BERLIN – The European court on Thursday issued a ruling that is expected to allow Germany to imprison a new suspect in the disappearance of Madeleine McCann, the British woman who disappeared from a Portuguese beach hotel thirteen years ago.
The Luxembourg-based European Court of Justice ruled that German prosecutors had the right to investigate Christian Brueckner for the case, the 2005 rape of a 72-year-old American woman in Portugal, even though she had been extradited from Italy for trial. for alleged crime.
Although he is a suspect in the McCann case, he has lately been jailed for a separate conviction and prosecutors have stated that they still have sufficient evidence to detain him only in the McCann case.
Brueckner’s attorneys look good on the 2019 rape conviction and seven-year sentence, arguing that since he was extradited on a drug-related warrant, he has not been tried for rape.
Among other things, the European Court held that Italy had agreed to be tried for rape in connection with the extradition process.

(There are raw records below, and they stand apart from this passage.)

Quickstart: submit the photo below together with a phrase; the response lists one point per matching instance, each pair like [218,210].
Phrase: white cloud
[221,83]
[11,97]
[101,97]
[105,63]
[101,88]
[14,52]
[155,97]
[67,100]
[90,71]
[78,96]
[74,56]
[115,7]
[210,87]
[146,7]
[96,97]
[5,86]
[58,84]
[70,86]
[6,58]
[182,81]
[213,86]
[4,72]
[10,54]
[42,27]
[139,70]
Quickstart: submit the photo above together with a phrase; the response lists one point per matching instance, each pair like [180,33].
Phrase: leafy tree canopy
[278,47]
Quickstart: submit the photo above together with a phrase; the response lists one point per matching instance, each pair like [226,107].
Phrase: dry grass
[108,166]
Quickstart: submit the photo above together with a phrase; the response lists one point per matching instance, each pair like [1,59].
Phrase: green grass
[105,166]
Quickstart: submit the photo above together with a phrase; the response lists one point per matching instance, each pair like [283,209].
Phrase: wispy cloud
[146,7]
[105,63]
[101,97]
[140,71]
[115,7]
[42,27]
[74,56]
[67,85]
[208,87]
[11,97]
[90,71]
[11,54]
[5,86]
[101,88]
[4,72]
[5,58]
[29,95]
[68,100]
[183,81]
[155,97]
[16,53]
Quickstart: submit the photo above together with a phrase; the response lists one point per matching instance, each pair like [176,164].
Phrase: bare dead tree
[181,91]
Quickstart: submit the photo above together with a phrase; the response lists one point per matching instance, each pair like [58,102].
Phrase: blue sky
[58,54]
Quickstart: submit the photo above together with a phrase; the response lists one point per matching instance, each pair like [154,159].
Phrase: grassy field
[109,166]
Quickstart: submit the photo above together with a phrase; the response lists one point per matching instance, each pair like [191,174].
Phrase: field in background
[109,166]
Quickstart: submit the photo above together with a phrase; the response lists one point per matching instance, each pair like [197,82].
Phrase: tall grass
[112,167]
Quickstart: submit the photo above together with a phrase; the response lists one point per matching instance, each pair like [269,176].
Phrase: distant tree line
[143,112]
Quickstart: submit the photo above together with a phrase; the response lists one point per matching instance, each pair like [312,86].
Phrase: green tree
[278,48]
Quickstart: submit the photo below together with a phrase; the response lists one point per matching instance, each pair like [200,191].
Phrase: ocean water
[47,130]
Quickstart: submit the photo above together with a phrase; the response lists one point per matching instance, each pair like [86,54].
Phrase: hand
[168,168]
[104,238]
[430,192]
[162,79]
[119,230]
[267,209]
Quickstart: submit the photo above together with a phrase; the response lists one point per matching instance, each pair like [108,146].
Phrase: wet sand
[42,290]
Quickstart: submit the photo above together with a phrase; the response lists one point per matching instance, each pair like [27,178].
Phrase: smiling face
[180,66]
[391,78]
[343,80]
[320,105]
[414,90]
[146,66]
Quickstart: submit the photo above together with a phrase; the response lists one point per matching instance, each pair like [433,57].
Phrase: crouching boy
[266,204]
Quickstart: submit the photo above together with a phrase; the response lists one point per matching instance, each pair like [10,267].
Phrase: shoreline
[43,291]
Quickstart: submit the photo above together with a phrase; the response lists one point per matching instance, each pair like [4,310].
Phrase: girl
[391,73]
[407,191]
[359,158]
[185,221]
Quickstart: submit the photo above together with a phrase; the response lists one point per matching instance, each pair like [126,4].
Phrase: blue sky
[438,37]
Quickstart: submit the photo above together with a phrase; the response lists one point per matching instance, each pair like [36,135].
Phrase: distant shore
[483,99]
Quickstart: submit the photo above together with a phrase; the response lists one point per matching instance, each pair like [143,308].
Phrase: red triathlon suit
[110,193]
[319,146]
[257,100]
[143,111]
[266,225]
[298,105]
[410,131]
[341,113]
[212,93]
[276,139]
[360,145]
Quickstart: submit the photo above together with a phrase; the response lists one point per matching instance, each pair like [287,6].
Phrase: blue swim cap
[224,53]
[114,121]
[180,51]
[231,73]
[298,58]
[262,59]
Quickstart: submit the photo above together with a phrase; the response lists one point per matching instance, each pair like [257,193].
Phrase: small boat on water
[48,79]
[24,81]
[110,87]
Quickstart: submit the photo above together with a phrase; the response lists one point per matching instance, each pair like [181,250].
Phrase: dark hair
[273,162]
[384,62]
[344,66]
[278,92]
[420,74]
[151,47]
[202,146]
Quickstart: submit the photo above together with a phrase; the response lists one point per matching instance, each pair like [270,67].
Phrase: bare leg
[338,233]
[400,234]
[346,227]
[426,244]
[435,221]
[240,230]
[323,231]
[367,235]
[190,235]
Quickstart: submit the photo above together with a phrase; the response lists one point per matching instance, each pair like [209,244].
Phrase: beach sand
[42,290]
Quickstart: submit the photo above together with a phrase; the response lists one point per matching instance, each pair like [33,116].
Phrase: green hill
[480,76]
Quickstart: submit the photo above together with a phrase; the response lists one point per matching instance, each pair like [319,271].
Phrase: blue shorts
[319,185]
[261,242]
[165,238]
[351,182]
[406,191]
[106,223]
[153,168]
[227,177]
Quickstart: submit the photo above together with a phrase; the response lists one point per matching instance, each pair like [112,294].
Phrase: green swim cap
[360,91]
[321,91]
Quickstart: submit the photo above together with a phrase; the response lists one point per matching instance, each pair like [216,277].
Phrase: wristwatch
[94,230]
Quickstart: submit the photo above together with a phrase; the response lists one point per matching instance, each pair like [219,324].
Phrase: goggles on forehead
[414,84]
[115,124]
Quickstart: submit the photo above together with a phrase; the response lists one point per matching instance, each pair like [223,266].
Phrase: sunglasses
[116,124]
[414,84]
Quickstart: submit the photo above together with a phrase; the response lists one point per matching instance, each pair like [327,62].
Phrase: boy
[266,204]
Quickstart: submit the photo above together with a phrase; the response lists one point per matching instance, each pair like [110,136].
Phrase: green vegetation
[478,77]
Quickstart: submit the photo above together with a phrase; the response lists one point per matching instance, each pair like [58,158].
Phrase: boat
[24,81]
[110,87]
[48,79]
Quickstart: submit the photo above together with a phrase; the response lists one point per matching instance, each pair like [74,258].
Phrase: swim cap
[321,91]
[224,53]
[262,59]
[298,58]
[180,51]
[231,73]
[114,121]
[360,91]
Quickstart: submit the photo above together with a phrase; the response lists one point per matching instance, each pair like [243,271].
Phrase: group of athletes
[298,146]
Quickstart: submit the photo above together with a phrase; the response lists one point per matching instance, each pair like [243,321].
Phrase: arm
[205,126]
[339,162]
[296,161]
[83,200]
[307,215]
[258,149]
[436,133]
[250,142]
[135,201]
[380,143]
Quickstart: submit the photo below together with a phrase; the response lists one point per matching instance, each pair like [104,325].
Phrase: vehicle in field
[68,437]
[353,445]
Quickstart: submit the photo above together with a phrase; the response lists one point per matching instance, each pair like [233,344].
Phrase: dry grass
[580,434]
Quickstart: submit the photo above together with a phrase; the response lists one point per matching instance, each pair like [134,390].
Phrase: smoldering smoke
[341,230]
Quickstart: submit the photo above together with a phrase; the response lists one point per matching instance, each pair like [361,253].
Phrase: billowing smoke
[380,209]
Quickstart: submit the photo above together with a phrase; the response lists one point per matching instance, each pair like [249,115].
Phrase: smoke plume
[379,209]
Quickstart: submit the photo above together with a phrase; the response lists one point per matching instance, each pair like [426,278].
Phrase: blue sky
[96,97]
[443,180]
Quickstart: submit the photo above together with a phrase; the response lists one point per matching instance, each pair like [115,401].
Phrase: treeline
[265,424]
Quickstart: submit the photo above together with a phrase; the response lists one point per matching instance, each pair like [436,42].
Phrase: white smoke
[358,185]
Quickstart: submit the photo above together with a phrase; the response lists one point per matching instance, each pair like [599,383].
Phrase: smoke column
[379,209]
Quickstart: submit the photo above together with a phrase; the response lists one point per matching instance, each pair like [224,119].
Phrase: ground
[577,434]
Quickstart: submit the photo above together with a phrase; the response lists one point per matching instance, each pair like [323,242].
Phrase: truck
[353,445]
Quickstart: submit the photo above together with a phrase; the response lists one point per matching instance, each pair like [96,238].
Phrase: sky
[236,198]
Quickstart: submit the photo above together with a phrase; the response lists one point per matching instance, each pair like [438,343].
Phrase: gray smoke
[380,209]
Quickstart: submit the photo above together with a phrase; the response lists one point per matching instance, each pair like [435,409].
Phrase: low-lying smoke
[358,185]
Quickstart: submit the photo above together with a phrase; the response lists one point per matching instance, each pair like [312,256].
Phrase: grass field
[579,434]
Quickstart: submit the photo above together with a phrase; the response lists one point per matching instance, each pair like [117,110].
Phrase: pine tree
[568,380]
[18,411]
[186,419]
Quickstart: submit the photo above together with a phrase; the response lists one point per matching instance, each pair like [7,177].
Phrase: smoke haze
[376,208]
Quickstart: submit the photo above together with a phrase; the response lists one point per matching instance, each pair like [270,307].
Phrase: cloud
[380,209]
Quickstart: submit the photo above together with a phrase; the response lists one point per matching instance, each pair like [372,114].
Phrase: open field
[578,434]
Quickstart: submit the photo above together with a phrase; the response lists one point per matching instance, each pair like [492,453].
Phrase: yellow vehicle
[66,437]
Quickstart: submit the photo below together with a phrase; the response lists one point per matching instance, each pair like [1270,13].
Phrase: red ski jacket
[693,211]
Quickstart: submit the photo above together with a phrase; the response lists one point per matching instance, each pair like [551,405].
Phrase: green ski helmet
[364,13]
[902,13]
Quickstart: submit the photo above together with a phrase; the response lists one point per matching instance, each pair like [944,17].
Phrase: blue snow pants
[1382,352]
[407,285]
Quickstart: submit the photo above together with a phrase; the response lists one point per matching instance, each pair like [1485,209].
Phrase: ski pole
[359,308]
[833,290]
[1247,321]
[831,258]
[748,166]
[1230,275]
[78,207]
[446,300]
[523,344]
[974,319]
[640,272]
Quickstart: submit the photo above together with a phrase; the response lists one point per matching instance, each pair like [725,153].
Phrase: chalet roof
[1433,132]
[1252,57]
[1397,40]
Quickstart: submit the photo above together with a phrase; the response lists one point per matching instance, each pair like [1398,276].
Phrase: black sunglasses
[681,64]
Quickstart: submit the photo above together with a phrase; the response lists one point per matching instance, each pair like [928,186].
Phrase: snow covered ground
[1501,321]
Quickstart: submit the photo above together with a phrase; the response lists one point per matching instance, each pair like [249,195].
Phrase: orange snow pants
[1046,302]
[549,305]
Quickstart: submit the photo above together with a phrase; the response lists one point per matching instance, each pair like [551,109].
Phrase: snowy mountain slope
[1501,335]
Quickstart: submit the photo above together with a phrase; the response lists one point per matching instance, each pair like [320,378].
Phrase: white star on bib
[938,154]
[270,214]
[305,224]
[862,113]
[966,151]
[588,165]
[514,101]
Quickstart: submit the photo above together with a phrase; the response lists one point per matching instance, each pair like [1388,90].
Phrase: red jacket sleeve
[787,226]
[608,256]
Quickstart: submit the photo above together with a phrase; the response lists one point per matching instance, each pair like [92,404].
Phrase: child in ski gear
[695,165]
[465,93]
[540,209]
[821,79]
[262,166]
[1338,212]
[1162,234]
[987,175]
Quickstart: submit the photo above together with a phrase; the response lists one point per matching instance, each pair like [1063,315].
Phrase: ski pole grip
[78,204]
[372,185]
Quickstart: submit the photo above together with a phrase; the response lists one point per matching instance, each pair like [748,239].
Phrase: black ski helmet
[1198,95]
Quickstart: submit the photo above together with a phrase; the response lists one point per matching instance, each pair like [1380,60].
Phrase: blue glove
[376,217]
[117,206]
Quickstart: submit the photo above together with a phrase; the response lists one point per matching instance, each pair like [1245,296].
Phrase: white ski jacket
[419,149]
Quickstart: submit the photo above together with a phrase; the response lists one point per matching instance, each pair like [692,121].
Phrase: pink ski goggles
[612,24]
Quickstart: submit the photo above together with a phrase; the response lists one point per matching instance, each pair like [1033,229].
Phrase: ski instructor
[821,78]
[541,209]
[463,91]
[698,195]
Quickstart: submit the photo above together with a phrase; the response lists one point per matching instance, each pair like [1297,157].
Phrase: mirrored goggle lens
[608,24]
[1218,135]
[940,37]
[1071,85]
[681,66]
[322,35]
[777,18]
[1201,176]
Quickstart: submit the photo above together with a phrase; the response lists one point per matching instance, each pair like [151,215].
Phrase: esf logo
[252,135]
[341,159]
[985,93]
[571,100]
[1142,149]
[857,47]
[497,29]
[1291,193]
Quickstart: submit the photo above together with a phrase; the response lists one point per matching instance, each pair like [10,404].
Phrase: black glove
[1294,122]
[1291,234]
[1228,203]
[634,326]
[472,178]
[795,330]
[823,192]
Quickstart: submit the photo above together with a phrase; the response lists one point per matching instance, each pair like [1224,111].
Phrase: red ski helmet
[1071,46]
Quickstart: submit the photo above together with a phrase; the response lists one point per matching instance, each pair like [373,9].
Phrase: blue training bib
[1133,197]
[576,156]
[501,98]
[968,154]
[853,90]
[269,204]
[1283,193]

The resolution was highly awaited after a legal adviser issued an opinion last month recommending the resolution. It is now up to Germany’s highest criminal court to review the decision before it is final, but it is a formality.
McCann was 3 years old when he disappeared from an apartment in 2007 while his family circle was on vacation on the beach in the city of Praia da Luz in the Portuguese Algarve region.
In June, the German government said it had known the 43-year-old German citizen as a suspect in the case and that they were investigating an alleged murder.